The war on fast fashion vs. sustainable fashion
Addressing the truths and calling out the true enemy, capitalism.
The last ten years have been marked by rapid changes in the world economy and the ease of buying both necessities and leisure products. These have paved the way for US consumerism. Companies like Shein have become increasingly popular, supplying customers with everything they need for relatively cheap prices. Yet there has been much debate about how they handle their production. Despite their founding having taken place in 2008, they have long been labeled as a fast fashion business. Since their name change in 2015, it has become the world’s leading fashion retailer.
Fast fashion has continued to grow in production. Clothing companies in the US have searched for cheaper production methods and found a way to take advantage of other countries to pocket more money, making offshoring an extremely common practice. These companies created what are now known to be “sweatshops,” or factories with inhumane working conditions that have been known to cause their workers long-term illnesses for only a fraction of the pay compensated to minimum wage workers in the US. Not only that, but production equipment is so unregulated and unsafe that dangerous fumes, chemicals and machinery are the norm. Factories are placed in lower-class neighborhoods, taking advantage of financially struggling families.

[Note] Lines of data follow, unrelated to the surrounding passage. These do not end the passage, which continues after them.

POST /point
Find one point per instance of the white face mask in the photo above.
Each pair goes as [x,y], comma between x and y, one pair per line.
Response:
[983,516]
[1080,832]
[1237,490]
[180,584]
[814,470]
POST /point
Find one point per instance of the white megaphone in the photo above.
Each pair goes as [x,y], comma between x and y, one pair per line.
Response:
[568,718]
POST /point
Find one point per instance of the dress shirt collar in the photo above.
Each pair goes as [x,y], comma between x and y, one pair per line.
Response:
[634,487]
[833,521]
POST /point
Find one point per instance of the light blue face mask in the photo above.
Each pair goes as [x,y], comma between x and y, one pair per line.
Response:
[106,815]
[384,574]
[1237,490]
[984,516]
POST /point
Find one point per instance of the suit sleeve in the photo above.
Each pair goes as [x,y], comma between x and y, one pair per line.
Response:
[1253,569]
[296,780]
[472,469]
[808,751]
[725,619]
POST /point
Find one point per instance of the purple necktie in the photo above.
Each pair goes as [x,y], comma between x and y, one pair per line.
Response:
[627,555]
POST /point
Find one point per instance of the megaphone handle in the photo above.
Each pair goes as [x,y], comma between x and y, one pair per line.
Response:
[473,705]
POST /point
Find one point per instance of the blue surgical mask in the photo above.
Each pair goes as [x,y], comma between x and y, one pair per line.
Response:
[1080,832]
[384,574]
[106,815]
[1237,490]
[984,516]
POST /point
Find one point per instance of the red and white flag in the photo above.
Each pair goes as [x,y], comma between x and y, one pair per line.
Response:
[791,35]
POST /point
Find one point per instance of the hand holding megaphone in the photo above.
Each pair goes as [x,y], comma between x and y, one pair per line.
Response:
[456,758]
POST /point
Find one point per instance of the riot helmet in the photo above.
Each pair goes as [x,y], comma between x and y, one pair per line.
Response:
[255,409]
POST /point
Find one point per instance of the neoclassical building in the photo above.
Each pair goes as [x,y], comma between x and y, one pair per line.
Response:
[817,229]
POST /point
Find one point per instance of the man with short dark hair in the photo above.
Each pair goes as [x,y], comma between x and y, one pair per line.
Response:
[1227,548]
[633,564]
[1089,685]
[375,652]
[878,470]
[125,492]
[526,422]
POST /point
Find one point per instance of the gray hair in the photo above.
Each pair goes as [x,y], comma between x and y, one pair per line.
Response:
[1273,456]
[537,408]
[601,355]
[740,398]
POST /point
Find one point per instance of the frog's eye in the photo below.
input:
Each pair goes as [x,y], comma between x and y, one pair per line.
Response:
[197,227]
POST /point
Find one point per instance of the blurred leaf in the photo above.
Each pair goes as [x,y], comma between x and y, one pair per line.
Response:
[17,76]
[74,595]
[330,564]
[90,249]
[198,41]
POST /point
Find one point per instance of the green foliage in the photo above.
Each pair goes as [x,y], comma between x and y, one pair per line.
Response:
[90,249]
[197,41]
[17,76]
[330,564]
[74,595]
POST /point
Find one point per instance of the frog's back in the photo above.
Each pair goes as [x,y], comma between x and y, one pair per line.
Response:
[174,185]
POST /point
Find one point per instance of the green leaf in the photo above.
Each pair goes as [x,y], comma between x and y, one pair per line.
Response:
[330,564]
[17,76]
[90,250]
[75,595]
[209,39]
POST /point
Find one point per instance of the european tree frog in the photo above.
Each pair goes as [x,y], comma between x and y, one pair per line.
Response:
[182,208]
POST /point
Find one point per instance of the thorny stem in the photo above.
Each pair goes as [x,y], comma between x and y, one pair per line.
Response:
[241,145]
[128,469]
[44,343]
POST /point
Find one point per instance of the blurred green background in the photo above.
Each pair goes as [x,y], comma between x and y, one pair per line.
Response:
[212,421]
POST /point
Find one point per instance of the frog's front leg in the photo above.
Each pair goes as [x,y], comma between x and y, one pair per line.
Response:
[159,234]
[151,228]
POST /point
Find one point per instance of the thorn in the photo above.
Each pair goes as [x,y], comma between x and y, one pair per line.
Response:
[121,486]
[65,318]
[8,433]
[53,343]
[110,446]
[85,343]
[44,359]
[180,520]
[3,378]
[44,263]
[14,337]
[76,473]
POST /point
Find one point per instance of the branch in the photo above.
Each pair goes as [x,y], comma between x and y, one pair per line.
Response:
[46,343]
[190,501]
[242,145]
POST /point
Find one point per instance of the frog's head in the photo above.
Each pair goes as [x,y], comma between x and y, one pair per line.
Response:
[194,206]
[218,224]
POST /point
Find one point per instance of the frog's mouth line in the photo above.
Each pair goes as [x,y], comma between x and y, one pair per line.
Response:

This is all premeditative – of course. All in the name of making the most profit while attempting to invest the least possible amount of money in production and retail. Lastly, one of the most notorious effects of sweatshops and factories alike are the chemical dumps, or harmful sediments expelled illegally. Soil, local ecosystems, and bodies of water nearby will often become polluted, seeping into the water supply and damaging crops and local fauna.
We’ve gone through the negatives of fast fashion, and it’s important to be conscious of these before jumping to my next point. There are hundreds, if not thousands of businesses that advertise themselves to be against fast fashion. These are the ones that label themselves as green, cruelty-free, sustainable and upcycled fashion companies; sometimes referred to as slow fashion, or eco-friendly brands. Though that is a much-needed practice throughout commercial businesses, the reality is that the majority of people who care about this are not able to afford these products.
Inflated price tags are common as the products are advertised to be of higher quality with higher production value. Sometimes being as much as double or triple what you’d normally pay for the particular piece. As much as many of us would like to be able to buy from slow fashion brands, it’s simply not realistic when you’re living off minimum-wage jobs, paying monthly rent and accumulating student loan debts.
It’s also worth mentioning the lack of size inclusivity in so many of these eco-friendly brands, making it so difficult for plus-sized folks to find properly fitting sustainable apparel. I’d also like to make a special emphasis on how near impossible it is to find clothes that aren’t just absolutely basic. No hate towards those who enjoy basic fashion, but it’s taken hold of too much of the sustainable fashion market. Goth, punk and other members of the alternative subcultures don’t have a place in this market. This is a shame because most of us genuinely care about the environment and actively try our best to not contribute to damaging consumerist practices.
But as of late, prices get higher and a size XL continues to be the largest size inside the typical mall store. Most of the time, it’s not even a true size XL; fitting more like a large. It’s upsetting. Even though I’m not plus-sized, my body is built so that I sometimes need larger clothing, but I’ve found it to be the most challenging to shop for clothes in malls these past few years. So, I’ve done what most of my friends and family have begun doing, only buying clothes from thrift shops and Shein, the infamous fast fashion online store.
People still get heat whenever they admit to buying from Shein, for it’s no secret that they haven’t had the best production practices. But the truth is that Shein has continued to expand their product line, now ranging from room décor to sex toys (no joke, but it is pretty funny). Whereas before, reviews were often mixed on the quality of products, now customer reviews are overwhelmingly positive, especially now compared to other fast fashion businesses. Shein supplies up to a size 5X and has nearly every kind of style you can think of. Their sister brand, ROMWE, was exclusively made to cater to alternative fashion and keeps up to date with the latest trends.
So, here’s some food for thought: everyone needs clothes, and if there is a way to get decent quality ones for cheap, then it should be allowed. A relevant phrase that applies to this anti-fast fashion debate is this: “There is no ethical consumption under Capitalism.” Truth is, unless there is some in-depth digging and someone exposes the internal working practices of a company, we can’t be sure that what they claim is true. I believe that if I can find the same piece I want for a lot cheaper, I won’t hesitate to buy it. We spend so much of our lives working, studying and saving up for the bare necessities. No one should be shamed for buying clothes from a brand that supplies them with everything they need. No one should be shamed, period.
Just an additional tip: If you would like to know an additional cost-effective way to find cute clothes, I highly recommend thrifting. Though it is harder to find exactly what you’re looking for, you can still find many hidden gems. My goth and alternative baddies all swear by this method, and I agree. But just know that if you ever find yourself buying fast fashion because you’re on a budget, need a bigger size or simply because you want to, don’t feel bad. Capitalism is the enemy here.